The young man was looking at her earnestly. ‘You don’t think so do you?’ he said. ‘If you don’t mind me asking.’
It troubled her to realize that she didn’t know what he was talking about. ‘Sorry?’ she said.
‘You don’t think I look weak, do you.’
It was such a direct appeal she had to answer it. ‘No,’ she said, briefly and untruthfully.
‘And you would know, wouldn’t you,’ he pressed on, ‘being an artist. You are an artist aren’t you. All those drawings.’
‘Yes,’ she said, feeling happy with the description. ‘I am.’ And she thought what a rewarding thing it was to be able to say.
‘Life’s a bitch,’ the young man told her miserably.
After so much successful sketching, she was so easy with happiness she felt she had to correct him. ‘Well it can be. But not always. Things do change.’
‘I wish,’ he said dismally.
She checked her watch. ‘Come and have a cup of tea,’ she said, the old urge to be helpful dragging at her. ‘Things always look better after a cuppa. I’ve got half an hour on my ticket. We’ve just got time.’
He was sighing again.
‘Come on,’ she said. ‘My treat.’
He actually managed to smile at her. ‘You’re a star,’ he said. ‘And I don’t even know your name.’

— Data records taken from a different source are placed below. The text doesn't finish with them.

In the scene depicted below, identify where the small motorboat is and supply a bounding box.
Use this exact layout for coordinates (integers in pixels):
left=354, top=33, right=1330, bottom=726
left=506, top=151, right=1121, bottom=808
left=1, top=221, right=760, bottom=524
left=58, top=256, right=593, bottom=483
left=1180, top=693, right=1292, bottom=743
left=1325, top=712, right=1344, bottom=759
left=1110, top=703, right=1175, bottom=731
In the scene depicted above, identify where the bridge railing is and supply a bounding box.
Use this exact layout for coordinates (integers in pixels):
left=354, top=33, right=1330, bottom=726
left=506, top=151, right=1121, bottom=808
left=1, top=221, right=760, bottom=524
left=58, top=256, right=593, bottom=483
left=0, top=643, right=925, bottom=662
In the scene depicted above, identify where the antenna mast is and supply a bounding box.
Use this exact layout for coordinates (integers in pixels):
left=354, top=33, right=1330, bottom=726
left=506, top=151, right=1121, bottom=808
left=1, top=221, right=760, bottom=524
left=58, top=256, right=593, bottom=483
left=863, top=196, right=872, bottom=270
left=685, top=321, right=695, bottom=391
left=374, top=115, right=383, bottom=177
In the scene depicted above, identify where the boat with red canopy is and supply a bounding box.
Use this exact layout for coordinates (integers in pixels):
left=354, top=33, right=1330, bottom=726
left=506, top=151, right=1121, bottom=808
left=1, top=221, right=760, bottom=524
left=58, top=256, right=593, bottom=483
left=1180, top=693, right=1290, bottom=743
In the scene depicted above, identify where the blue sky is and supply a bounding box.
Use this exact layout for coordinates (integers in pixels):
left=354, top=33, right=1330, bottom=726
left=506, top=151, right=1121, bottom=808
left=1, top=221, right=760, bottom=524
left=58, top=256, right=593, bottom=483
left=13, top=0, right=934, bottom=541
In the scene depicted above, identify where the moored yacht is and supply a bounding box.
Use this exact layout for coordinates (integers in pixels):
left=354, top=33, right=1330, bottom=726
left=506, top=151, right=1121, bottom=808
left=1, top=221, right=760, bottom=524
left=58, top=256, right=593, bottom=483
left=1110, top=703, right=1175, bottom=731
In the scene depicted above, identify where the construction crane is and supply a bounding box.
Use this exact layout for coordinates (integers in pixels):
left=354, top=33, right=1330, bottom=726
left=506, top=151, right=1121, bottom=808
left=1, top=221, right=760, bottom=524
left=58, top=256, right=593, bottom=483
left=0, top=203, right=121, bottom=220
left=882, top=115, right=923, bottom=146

They exchanged names – his was Kenneth but he said his friends called him Brad – and they had tea in the nearest café, while he told her again what a hard time he’d been having and she watched his face. He really was a most unprepossessing man and much too fat, with podgy fingers and a round fleshy face with very fat cheeks and the beginning of a double chin. His hair was quite nice, thick and dark, and he had straight white teeth, but his mouth was turned down more often than it was turned up and that made him look petulant. But he had had a hard time of it. That was obvious. And he was grateful to her for listening to him and taking him to tea. He said as much as they were parting adding, ‘I couldn’t have your phone number could I? I’d like to take you to tea next time.’
The idea of any further contact with him made her shudder. ‘You don’t have to do that,’ she told him. ‘Like I said, it was my treat.’
‘But I’d like to,’ he said.
She dithered, wondering how she could put him off without hurting his feelings. Eventually she said, ‘I don’t have my phone with me. Sorry about that.’
He wasn’t deterred. ‘I don’t want your phone,’ he said. ‘Only the number.’
‘Oh I never remember numbers,’ she said, speaking as if it were a joke. ‘I’m not mathematical at all.’